No. Florida has no rent control, and state law preempts any local rent regulation, so there is no statutory cap on rent increases in Daytona Beach or Volusia County. Increases on a fixed-term lease still wait until the term ends, and a month-to-month increase requires proper written notice.
My tenant trashed the unit during Bike Week — do I really have to give them a chance to “cure”?

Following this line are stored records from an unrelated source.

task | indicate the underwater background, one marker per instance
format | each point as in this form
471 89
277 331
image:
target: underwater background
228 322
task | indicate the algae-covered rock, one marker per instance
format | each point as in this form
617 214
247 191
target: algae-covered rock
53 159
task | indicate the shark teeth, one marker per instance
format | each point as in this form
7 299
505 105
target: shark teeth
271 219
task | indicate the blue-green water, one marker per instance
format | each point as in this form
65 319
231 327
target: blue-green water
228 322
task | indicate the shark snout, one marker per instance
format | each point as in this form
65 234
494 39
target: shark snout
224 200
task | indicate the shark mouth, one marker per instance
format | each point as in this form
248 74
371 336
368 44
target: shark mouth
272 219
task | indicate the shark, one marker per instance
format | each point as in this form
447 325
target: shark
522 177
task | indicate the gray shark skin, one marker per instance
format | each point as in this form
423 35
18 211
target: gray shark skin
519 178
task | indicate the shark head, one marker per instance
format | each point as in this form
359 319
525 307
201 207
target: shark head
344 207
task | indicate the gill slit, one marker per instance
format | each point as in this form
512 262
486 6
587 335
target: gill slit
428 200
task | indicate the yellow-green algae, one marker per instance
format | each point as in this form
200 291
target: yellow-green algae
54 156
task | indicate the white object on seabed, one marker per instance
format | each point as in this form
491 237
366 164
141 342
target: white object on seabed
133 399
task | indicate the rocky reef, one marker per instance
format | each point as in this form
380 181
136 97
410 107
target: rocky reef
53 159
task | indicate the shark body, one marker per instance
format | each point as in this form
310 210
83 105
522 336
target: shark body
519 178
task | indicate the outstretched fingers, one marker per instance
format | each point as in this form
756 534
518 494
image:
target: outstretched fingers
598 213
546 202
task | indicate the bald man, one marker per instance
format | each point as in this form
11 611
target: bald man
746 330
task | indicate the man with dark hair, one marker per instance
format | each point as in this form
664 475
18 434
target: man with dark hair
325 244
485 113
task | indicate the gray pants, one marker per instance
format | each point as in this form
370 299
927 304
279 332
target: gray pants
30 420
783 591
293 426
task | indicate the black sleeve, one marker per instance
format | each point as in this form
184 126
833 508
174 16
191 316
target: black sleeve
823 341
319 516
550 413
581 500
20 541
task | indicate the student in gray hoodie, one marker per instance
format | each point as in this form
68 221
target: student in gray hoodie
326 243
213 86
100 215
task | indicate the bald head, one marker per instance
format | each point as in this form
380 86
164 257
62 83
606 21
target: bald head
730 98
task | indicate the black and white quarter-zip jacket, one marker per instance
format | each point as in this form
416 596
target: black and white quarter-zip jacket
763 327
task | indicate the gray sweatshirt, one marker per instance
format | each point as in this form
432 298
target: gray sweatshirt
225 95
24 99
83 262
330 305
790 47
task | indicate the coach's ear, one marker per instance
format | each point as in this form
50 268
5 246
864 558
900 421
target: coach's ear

No — Florida draws a line between violations a tenant gets to fix and conduct that ends the tenancy outright, and serious damage falls on the second side. Under F.S. § 83.56(2)(a), when a tenant’s noncompliance is of a nature the tenant should not be given an opportunity to cure — the statute’s examples include destruction, damage, or misuse of the property, and continued unreasonable disturbance — the landlord may serve a 7-Day Unconditional Quit Notice terminating the rental agreement with no right to fix it. The same section’s companion rule, § 83.56(2)(b), covers repeat offenders: a curable violation that recurs within 12 months of a written warning for the same conduct also supports termination without a second chance to cure. Two disciplines decide these cases. First, evidence: judges scrutinize unconditional-quit evictions, so build the file before serving — dated photos of the damage, repair estimates, police report numbers, witness statements, and your prior notices. Second, calibration: a hole punched through drywall and a destroyed unit are different animals; use the unconditional quit for genuinely serious or repeated conduct and the 7-Day Notice to Cure for everything borderline, because overreaching converts a strong case into a dismissed one. For suspected illegal activity, document, involve police, and file — never confront or change locks yourself. The eviction still proceeds through Volusia County Court on the normal timeline; the unconditional notice just removes the tenant’s right to fix it.
This page is for informational purposes only and does not constitute legal advice. Eviction laws and court procedures may change. Always verify current requirements with a licensed Florida attorney or Volusia County Court before taking action.